1994
Interlude
For one year—one shining, twisted, complicated year—Sirius had two missions in life: to kill Peter so that he could kill himself. He'd thought he had nothing but his cell in Azkaban left to look forward to, and he certainly didn't think that any of his old friends would believe him if he told them that he was innocent. He had no evidence that James and Lily had swapped him for Peter as Secret-Keeper, and no one from the Order was likely to hear him out after Peter martyred himself with his own supposed death and the deaths of all those Muggles. Sure, if he caught him, he could turn Peter in to the authorities instead of killing him himself, but Peter had been permitted to live for thirteen years too many, and Sirius had no intention of letting him live when he had already served thirteen years of a sentence for Peter's death. Finally killing Peter would ensure that Sirius got what little justice he could for the murder of two of his best friends, and with that complete, he'd thought he'd have nothing left to live for.
But then—miraculously—Remus met him, met him and believed him, and so did Harry. Peter escaped Sirius for the second time, but not before Harry somehow made Sirius believe that maybe Peter didn't have to die to get justice: maybe James wouldn't have wanted becoming a murderer to be in Sirius's future.

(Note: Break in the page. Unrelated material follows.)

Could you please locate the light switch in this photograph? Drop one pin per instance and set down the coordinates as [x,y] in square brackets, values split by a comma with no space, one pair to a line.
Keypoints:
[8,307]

Suddenly, everything was going right. He had Peter in his grasp, he had a godson who was going to move in with him at Grimmauld Place, and Remus was at his side. And Remus—
It was like all the awful years in Azkaban when Remus surely believed he was guilty had never happened, like the awkward years after their breakup didn't matter anymore. Remus hugged him and held onto him like he was the only real thing in the world, and Sirius—
—lost his proof when Peter transformed into Wormtail again and abruptly was forced into hiding.
"I'm sorry you're stuck in here," says Remus the first time he visits Sirius in the cave near Hogsmeade. "First Azkaban, and now you're still not free."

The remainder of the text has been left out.